Previously, we’ve talked about critique groups and how to criticize well. But equally important is the ability to accept critique from others. Taking critique is really hard no matter who you are, and it’s perfectly normal to get upset, get angry, or cry after receiving a round of critique.
So here’s some tips to chew on before your next critique:
Don’t take it personally
This should go without saying, but those doing the critique are not attacking you or your book baby just because they find something wrong with it. They are critiquing it because you respect them and wanted their feedback. They aren’t out to get you, they’re trying to help you. Maybe they didn’t word it in the kindest way, but try to squelch you defenses before they come out. Which brings us to the next tip.
It’s easy to get your hackles up and try to defend every weak place, word choice, voice change, etc. that comes up in your critique. Don’t. Don’t do that to your critics. You asked for their feedback, so listen to them and take note. If you argue every single point, they’ll assume you really don’t want/respect their advice. They are trying to help your book baby look its best for its debut. They want to help you make it better. You and your book will be better for listening, so hang up your pride and listen.
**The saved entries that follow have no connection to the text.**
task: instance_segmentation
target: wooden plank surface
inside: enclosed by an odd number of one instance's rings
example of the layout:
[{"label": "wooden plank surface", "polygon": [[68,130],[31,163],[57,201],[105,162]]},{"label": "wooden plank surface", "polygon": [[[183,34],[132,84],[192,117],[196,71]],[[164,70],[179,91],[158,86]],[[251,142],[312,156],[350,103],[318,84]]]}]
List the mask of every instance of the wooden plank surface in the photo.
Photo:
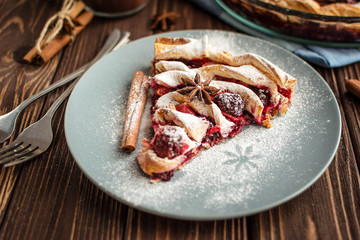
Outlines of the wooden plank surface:
[{"label": "wooden plank surface", "polygon": [[[152,0],[127,18],[94,18],[44,66],[19,62],[60,5],[60,1],[0,1],[0,114],[90,61],[113,28],[131,32],[132,40],[153,34],[150,19],[163,10],[181,14],[174,30],[235,31],[190,2]],[[320,179],[287,203],[218,221],[180,221],[130,208],[101,192],[74,162],[64,136],[62,105],[54,117],[51,148],[36,161],[0,169],[0,239],[360,239],[360,100],[345,88],[347,79],[360,78],[360,64],[315,68],[340,106],[340,146]],[[63,90],[26,109],[15,136]]]}]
You don’t have to take every suggestion they give you. This may seem to contradict the previous two tips, but it doesn’t. It just means you give each piece of advice the time and consideration it needs. You won’t agree with everything your critique partners say; that’s just a fact. And you don’t have to. It’s your story and you ultimately decide how it’s written. However, if you separate yourself from the story and try to see it from their perspective, you may see it in ways you didn’t before.
A good way to stay on track in your critique is to come up with questions ahead of time. They can be specific to the portion being critiqued or general questions for any critique. Just keep them on hand where you can easily see and reference them. And feel free to inform and discuss (not argue) point to find a good solution or to find where the true problem lies. If an issue comes up more than once or with multiple critics, that should be explored more deeply.